Hannibal Hamlin

Hannibal Hamlin.jpg

Title

Hannibal Hamlin

Description

The most famous story connected with Molly Ockett's healing powers has to do with her cure of the infant Hannibal Hamlin, who was born at Paris Hill, Maine, on August 27, 1809, and who later became Lincoln's first vice-president. During the winter of 1809-10, Molly Ockett was traveling through the town of Paris, some twenty miles south of Bethel, when, in foul weather, she sought shelter with the white residents at Snow's Falls. According to oral tradition, she was turned away, whereupon she uttered a curse on the place, said to be responsible for the lack of success of subsequent business enterprises in that neighborhood. Molly Ockett struggled along to the village of Paris Hill, where she was welcomed into the home of Dr. Cyrus Hamlin and his wife, Anna Livermore Hamlin. Returning later that spring, she found Mrs.

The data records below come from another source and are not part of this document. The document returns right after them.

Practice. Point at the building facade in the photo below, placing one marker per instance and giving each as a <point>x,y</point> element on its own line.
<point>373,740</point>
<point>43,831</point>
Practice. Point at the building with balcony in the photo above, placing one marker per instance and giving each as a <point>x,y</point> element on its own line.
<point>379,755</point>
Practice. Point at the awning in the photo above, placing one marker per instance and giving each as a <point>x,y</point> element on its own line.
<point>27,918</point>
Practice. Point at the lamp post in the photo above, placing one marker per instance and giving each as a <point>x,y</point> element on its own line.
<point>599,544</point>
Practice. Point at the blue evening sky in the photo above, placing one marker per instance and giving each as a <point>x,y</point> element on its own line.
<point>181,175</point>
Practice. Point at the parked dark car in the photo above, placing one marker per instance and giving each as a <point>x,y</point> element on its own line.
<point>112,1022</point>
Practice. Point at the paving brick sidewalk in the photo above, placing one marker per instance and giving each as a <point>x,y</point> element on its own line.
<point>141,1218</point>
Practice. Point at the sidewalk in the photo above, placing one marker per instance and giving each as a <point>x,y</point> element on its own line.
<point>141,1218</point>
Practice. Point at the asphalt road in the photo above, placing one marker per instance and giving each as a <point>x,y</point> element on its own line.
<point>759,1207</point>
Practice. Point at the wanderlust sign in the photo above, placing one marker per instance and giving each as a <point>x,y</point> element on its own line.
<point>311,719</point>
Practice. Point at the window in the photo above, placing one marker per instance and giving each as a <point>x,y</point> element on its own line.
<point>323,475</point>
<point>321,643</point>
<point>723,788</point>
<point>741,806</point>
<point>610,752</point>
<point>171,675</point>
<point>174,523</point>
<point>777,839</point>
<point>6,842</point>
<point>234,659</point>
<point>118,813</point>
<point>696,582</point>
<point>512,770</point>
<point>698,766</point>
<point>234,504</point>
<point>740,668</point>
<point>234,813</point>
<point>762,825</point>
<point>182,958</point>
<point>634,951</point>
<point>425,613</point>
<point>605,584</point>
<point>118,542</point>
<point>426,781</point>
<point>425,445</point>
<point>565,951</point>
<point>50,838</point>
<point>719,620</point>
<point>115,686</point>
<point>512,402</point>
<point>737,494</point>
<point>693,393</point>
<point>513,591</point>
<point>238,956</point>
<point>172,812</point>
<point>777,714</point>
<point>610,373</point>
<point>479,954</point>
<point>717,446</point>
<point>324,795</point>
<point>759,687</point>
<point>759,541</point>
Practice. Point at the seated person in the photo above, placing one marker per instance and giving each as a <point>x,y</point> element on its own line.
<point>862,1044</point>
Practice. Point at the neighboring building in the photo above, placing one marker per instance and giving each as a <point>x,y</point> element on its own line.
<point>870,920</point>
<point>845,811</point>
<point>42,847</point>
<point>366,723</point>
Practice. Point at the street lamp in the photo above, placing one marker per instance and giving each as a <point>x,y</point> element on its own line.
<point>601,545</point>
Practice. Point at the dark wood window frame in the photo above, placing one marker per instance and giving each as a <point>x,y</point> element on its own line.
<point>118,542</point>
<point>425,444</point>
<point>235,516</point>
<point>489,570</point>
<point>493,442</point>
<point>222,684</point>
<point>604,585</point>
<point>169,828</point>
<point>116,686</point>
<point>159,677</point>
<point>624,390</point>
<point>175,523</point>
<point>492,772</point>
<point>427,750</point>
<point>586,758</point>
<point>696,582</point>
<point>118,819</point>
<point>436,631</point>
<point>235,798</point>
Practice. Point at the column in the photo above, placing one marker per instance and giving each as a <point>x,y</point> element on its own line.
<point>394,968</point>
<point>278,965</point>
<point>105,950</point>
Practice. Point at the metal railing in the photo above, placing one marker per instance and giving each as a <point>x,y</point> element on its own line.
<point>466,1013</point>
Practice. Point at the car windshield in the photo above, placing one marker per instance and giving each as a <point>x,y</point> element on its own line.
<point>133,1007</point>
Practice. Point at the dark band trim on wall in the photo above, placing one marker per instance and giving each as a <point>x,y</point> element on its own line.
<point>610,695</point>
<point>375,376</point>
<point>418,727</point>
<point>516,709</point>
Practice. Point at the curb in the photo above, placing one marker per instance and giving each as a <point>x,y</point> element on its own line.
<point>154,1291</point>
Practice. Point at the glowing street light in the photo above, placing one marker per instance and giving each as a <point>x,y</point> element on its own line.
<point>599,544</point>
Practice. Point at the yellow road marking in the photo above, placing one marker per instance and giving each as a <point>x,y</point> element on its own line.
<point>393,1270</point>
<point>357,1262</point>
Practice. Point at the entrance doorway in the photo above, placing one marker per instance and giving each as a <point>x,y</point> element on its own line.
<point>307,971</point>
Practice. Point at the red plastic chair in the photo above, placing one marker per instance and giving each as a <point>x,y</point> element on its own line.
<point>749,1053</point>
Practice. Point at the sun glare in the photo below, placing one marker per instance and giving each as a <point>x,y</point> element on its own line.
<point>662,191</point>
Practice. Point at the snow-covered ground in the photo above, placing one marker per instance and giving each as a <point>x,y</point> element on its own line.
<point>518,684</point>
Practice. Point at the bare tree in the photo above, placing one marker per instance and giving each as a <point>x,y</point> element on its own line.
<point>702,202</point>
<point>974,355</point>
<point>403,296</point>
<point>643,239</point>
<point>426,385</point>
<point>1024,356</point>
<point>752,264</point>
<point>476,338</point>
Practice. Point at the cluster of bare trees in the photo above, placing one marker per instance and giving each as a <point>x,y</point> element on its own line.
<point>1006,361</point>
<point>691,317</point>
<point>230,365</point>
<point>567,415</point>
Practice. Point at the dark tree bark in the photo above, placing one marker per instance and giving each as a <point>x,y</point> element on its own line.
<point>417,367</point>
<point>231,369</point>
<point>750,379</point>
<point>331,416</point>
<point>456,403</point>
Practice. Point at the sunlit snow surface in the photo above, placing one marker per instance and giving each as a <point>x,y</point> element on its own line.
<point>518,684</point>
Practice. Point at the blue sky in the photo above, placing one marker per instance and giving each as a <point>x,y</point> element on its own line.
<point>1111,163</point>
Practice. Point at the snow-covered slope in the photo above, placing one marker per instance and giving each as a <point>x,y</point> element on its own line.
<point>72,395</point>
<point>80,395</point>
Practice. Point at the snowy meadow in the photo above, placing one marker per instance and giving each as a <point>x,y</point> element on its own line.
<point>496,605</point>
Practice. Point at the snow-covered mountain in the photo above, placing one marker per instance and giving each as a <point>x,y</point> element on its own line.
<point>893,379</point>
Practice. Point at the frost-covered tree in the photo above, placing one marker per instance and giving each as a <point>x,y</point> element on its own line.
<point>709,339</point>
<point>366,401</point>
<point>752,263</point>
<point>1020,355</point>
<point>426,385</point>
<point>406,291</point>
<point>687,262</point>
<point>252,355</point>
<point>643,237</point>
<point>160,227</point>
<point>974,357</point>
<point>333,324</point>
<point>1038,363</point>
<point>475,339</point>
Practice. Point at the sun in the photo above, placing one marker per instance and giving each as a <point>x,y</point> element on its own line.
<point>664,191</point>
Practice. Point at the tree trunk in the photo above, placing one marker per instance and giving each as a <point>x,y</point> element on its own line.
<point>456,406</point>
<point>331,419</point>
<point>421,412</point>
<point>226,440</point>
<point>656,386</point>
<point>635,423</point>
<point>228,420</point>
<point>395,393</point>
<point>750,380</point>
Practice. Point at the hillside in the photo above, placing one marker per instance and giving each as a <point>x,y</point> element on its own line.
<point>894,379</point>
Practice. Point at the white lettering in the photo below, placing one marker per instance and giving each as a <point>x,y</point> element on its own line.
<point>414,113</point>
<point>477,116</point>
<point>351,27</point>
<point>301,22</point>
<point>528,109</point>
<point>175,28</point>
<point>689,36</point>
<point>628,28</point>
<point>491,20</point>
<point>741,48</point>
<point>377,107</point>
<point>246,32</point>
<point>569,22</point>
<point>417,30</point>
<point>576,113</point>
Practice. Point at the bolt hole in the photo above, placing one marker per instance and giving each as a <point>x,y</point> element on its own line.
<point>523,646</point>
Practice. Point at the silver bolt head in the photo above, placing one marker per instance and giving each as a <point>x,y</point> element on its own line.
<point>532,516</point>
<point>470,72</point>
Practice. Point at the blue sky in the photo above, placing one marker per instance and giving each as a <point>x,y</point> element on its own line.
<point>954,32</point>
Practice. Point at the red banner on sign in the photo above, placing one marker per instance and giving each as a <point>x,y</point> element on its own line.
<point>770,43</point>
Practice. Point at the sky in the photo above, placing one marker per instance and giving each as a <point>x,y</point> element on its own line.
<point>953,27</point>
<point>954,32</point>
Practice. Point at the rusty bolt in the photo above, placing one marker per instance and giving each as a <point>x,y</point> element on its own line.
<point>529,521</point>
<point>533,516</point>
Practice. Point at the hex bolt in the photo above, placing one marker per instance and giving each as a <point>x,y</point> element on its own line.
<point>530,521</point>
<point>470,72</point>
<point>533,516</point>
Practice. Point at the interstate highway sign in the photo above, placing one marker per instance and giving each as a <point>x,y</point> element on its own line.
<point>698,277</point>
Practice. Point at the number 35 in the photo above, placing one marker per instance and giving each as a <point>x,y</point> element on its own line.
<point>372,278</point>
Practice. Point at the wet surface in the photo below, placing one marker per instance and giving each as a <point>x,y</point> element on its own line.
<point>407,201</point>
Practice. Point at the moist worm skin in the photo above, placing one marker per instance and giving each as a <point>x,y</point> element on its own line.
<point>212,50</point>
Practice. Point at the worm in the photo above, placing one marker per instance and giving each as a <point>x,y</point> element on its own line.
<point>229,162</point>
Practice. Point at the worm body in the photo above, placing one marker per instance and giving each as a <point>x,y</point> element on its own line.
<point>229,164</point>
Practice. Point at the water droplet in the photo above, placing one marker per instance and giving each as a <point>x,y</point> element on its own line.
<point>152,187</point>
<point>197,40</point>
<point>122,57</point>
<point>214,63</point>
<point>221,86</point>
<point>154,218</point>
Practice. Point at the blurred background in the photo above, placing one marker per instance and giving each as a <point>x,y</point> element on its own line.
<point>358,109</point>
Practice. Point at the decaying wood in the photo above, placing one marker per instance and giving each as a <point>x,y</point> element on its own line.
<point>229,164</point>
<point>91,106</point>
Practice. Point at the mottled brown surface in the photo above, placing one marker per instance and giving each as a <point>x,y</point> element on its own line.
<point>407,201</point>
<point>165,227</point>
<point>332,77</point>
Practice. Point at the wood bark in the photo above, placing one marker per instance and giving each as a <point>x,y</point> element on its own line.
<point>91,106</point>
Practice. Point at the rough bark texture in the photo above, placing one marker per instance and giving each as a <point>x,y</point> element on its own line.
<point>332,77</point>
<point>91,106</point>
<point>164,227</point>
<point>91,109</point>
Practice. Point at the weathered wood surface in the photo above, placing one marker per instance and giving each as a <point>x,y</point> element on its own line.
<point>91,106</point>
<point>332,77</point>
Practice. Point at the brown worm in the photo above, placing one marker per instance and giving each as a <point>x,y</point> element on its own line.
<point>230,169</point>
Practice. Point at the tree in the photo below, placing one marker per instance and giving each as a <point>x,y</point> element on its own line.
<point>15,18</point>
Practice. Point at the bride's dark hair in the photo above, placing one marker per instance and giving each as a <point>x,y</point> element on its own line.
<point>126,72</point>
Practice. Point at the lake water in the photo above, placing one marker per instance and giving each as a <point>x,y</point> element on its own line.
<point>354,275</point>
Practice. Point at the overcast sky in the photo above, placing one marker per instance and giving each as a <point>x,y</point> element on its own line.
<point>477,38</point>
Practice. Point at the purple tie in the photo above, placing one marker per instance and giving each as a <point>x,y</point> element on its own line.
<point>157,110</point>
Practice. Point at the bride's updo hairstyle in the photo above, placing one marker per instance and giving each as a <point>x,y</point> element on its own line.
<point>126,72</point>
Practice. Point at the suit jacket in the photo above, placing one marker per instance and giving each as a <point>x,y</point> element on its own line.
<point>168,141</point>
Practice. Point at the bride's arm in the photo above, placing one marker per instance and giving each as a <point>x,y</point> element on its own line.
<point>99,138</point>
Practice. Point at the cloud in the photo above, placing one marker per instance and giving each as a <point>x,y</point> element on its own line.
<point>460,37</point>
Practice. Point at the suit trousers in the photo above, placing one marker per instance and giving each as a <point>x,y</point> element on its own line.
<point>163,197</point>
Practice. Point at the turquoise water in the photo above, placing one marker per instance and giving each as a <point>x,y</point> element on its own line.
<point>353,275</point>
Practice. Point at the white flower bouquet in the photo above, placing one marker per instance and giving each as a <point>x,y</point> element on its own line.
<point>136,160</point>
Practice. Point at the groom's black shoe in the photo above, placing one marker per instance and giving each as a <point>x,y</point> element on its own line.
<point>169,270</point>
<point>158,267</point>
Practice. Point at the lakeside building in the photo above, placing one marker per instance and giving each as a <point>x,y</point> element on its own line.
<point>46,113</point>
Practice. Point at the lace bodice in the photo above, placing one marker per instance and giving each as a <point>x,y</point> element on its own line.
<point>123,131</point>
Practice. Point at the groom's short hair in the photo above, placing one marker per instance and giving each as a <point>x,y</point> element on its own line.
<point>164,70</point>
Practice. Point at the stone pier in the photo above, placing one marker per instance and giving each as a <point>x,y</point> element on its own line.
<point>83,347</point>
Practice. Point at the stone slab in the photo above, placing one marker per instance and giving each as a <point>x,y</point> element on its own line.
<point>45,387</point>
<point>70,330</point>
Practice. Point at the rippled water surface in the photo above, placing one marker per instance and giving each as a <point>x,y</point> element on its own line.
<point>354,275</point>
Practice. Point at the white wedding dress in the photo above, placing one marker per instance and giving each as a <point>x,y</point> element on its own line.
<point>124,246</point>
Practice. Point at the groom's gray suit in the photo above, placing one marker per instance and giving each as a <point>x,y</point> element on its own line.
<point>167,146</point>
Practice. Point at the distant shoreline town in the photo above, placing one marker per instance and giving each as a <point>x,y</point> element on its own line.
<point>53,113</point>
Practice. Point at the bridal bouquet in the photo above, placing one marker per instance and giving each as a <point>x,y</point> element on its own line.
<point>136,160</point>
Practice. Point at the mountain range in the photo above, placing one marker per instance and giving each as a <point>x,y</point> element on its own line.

Hamlin "sitting in her doorway one day, rocking her feeble infant." Molly Ockett "looked at the child very intently . . . and then said with great earnestness, 'You give papoose milk warm from cow, or he die.'" The infant, Hannibal Hamlin, "thrived with great rapidity" in response to this treatment, and Molly Ockett was thus able to repay the Hamlins for their earlier kindness.